Jane Kinninmont focused on the impact of the Abraham Accords on the Israeli-Palestinian conflict and how they may affect the peace process. She discussed the motivations of the Gulf Arab states and Israel in trying to reach these agreements. Kinninmont stated that over the past decade there has been an increase in informal communication between several Gulf states and Israel as they have faced regional threats and interests. This rapprochement has only intensified as countries like the UAE and Israel find themselves advocating for the same issues in Washington and for the role, they believe, the United States should play in the region.
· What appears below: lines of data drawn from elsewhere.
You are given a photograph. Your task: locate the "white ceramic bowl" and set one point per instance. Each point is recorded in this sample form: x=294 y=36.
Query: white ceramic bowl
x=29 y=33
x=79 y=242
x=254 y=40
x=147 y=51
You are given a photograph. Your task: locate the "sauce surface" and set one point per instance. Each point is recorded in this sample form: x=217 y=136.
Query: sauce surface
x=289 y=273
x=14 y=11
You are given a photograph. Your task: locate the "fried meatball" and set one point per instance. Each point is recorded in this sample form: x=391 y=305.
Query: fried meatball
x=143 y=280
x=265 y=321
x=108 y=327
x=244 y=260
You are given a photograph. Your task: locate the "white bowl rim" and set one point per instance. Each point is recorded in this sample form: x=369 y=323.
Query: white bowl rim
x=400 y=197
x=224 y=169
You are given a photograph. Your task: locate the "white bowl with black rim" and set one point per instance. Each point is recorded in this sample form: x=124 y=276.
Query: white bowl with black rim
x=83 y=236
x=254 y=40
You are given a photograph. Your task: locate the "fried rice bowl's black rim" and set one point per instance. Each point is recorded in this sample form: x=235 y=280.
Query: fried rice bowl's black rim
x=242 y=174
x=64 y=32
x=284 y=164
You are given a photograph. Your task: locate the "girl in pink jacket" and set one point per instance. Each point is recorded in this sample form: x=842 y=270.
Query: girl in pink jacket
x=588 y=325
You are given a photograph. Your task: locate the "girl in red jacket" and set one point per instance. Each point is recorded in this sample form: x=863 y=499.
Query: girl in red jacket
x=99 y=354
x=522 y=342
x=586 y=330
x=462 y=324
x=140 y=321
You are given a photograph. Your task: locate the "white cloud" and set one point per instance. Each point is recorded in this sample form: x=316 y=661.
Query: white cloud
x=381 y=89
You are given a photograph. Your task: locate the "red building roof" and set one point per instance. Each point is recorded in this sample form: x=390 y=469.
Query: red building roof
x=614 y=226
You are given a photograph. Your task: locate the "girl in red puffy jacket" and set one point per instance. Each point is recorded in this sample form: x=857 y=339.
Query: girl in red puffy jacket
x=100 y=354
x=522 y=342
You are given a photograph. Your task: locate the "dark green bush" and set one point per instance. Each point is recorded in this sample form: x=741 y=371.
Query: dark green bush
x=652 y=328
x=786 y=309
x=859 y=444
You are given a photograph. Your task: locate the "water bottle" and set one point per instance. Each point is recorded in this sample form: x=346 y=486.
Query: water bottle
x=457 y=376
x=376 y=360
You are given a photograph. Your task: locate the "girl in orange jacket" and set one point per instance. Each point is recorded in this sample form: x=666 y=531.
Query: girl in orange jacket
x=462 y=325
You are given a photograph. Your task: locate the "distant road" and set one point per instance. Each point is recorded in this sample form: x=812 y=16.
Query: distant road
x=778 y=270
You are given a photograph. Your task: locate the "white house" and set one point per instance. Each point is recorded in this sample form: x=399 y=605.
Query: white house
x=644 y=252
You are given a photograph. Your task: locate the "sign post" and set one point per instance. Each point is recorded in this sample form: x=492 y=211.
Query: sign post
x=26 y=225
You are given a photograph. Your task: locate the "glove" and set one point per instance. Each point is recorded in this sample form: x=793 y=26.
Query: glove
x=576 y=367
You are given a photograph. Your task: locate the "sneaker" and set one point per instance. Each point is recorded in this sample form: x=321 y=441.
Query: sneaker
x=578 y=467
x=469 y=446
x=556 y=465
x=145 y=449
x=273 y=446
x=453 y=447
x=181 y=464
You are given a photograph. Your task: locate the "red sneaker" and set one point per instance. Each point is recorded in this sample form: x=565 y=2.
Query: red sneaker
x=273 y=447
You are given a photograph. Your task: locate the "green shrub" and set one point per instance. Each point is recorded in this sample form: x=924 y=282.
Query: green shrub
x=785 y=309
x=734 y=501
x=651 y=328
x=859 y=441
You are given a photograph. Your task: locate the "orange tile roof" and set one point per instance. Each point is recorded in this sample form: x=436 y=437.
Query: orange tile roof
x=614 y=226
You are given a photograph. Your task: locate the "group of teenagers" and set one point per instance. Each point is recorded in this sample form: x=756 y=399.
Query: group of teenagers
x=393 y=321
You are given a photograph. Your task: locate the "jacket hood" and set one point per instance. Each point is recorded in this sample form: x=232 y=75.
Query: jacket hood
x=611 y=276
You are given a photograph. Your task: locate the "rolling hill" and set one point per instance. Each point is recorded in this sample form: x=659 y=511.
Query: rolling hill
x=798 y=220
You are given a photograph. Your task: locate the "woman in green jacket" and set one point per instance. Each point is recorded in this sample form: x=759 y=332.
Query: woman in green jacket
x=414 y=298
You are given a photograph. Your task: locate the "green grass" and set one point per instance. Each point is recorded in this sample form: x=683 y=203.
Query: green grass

Kinninmont explained that although the United Arab Emirates and Bahrain had framed the normalization move as ultimately helping to bring peace between Israel and Palestine, she said that neither of these Gulf Arab states consulted the Palestinian leadership before participating in the accords. Consequently, this separate deal with Israel has left many feeling that the two Arab states have bypassed the Palestinians, especially since peace would more likely be achieved in the region if they had been included in negotiations. In fact, she added, Israeli Prime Minister Netanyahu had already decided to back away from formal annexation due to internal considerations, so the UAE gave him a graceful way to save face by tying it to normalization. Kinninmont stated that this lack of regard toward Palestine is not only a subtle bypass of Palestinians but an explicit act of discounting the Palestinian national project and has only confirmed Netanyahu’s belief that Israel does not need to make peace with the Palestinians in order to make peace with the Arab and Muslim worlds. She also noted the generational differences in Gulf states regarding regional priorities: the Palestine issue is important for the generation that witnessed the Nakba and the periods of persistent violence against Palestinians, whereas the newer generations came of age during the wars in Syria and Iraq. Kinninmont emphasized that the UAE-Bahrain normalization with Israel has ultimately had a negative effect on prospects for a two-state solution or a meaningful resolution of the conflict.